The following example reproduces the complete legacy workflow: convert two VCF files and two GEN files to binary dosage, merge each pair, apply a function to both merged files, extract one SNP, and verify that the VCF and GEN results agree.

library(BinaryDosage)

# --- Input files ---
vcf1afile   <- system.file("extdata", "set1a.vcf",    package = "BinaryDosage")
vcf1ainfo   <- system.file("extdata", "set1a.info",   package = "BinaryDosage")
vcf1bfile   <- system.file("extdata", "set1b.vcf",    package = "BinaryDosage")
vcf1binfo   <- system.file("extdata", "set1b.info",   package = "BinaryDosage")
gen3afile   <- system.file("extdata", "set3a.imp",    package = "BinaryDosage")
gen3asample <- system.file("extdata", "set3a.sample", package = "BinaryDosage")
gen3bfile   <- system.file("extdata", "set3b.imp",    package = "BinaryDosage")
gen3bsample <- system.file("extdata", "set3b.sample", package = "BinaryDosage")

# --- Convert to binary dosage ---
bdfile1a <- tempfile(); bdfile1b <- tempfile()
bdfile3a <- tempfile(); bdfile3b <- tempfile()

vcftobdlegacy(vcffiles = c(vcf1afile, vcf1ainfo), bdfiles = bdfile1a)
vcftobdlegacy(vcffiles = c(vcf1bfile, vcf1binfo), bdfiles = bdfile1b)
gentobd(genfiles = c(gen3afile, gen3asample), snpcolumns = c(0L, 2L:5L), bdfiles = bdfile3a)
gentobd(genfiles = c(gen3bfile, gen3bsample), snpcolumns = c(0L, 2L:5L), bdfiles = bdfile3b)

# --- Merge ---
mergebd1 <- tempfile(); mergebd3 <- tempfile()
bdmerge(mergefiles = mergebd1, bdfiles = c(bdfile1a, bdfile1b))
bdmerge(mergefiles = mergebd3, bdfiles = c(bdfile3a, bdfile3b))

# --- Apply function ---
mergebd1info <- getbdinfo(mergebd1)
mergebd3info <- getbdinfo(mergebd3)

aaf1 <- unlist(bdapply(mergebd1info, getaaf))
aaf3 <- unlist(bdapply(mergebd3info, getaaf))
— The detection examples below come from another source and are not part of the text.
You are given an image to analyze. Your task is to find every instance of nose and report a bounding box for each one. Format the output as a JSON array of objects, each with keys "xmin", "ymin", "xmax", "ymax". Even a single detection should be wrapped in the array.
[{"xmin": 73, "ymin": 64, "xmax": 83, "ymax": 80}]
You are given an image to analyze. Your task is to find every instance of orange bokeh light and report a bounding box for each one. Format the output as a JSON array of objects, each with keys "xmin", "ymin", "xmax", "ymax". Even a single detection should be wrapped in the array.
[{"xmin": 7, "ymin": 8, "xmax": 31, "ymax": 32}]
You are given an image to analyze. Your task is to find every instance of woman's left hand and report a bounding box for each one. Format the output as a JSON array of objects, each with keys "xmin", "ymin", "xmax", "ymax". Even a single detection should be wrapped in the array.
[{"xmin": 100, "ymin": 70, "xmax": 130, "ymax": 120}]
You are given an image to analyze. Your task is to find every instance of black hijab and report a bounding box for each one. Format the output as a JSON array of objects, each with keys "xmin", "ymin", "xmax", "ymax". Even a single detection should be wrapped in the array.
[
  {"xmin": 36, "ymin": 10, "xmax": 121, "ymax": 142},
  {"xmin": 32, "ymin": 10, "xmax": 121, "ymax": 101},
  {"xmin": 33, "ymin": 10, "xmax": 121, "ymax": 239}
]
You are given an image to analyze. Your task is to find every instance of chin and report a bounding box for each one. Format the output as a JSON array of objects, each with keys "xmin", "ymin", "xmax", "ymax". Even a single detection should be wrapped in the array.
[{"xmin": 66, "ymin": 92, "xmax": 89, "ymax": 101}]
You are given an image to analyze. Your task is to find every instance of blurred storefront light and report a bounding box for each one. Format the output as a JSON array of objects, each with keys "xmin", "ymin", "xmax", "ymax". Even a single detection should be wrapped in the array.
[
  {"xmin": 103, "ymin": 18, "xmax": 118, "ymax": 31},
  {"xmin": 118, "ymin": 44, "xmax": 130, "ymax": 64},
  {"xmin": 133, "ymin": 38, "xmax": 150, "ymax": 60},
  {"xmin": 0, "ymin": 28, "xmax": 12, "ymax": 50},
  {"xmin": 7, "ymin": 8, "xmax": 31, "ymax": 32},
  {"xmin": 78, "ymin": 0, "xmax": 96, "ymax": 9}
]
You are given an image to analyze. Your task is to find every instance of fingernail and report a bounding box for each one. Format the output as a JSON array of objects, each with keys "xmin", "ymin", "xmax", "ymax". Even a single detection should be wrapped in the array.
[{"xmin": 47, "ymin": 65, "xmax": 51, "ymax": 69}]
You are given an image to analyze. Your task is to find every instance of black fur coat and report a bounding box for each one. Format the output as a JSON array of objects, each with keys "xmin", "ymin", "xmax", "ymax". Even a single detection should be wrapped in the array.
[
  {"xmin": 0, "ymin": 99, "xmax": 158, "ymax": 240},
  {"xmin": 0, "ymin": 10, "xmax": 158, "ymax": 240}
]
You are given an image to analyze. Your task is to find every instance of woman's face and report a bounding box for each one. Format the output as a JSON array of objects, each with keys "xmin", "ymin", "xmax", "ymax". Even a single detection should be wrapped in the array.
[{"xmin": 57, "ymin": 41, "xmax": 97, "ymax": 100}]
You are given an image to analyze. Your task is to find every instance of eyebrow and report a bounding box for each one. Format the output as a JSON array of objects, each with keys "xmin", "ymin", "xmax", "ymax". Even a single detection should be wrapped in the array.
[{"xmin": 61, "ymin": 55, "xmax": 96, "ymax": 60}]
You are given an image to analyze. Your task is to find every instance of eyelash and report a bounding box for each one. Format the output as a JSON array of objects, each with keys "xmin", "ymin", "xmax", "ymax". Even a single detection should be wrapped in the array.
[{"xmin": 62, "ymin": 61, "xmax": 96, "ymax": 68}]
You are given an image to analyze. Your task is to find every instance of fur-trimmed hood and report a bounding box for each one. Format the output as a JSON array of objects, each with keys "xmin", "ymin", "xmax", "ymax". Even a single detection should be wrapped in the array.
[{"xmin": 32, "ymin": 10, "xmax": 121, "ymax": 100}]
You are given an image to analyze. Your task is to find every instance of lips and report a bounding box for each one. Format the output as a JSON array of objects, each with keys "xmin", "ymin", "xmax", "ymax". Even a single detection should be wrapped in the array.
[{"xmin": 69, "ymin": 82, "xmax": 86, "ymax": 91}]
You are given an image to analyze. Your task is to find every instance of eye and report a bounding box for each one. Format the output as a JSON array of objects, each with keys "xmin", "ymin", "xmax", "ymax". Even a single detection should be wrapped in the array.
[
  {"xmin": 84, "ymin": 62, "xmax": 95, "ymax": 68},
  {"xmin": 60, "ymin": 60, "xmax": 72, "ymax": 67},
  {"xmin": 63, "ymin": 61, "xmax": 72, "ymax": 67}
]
aaf <- cbind(mergebd1info$snps[, c("chromosome", "location", "snpid")],
             aaf_vcf = aaf1, aaf_gen = aaf3)
knitr::kable(aaf, caption = "AAF: VCF vs GEN sources", digits = 4, row.names = FALSE)
AAF: VCF vs GEN sources
chromosome location snpid aaf_vcf aaf_gen
1 10000 1:10000:C:A 0.3527 0.3527
1 11000 1:11000:T:C 0.0135 0.0135
1 12000 1:12000:T:C 0.2400 0.2400
1 13000 1:13000:T:C 0.3375 0.3375
1 14000 1:14000:G:C 0.1901 0.1901
1 15000 1:15000:A:C 0.5627 0.5627
1 16000 1:16000:G:A 0.4569 0.4569
1 17000 1:17000:C:A 0.4578 0.4578
1 18000 1:18000:C:G 0.2591 0.2591
1 19000 1:19000:T:G 0.2431 0.2431
# --- Extract SNP 6 ---
set1snp6 <- getsnp(mergebd1info, 6L)
set3snp6 <- getsnp(mergebd3info, 6L)

snpdf <- data.frame(
  subjectid = mergebd1info$samples$sid,
  dosage_vcf = unlist(set1snp6),
  dosage_gen = unlist(set3snp6)
)
knitr::kable(head(snpdf, 10),
             caption = "SNP 6 dosage: VCF vs GEN (first 10 subjects)",
             digits = 4, row.names = FALSE)
SNP 6 dosage: VCF vs GEN (first 10 subjects)
subjectid dosage_vcf dosage_gen
I1 1.000 1.000
I2 1.849 1.849
I3 1.000 1.000
I4 2.000 2.000
I5 1.046 1.046
I6 1.915 1.915
I7 2.000 2.000
I8 2.000 2.000
I9 1.000 1.000
I10 1.000 1.000

The alternate allele frequencies and dosage values are identical between the VCF-derived and GEN-derived files, confirming the two sources contain the same underlying data.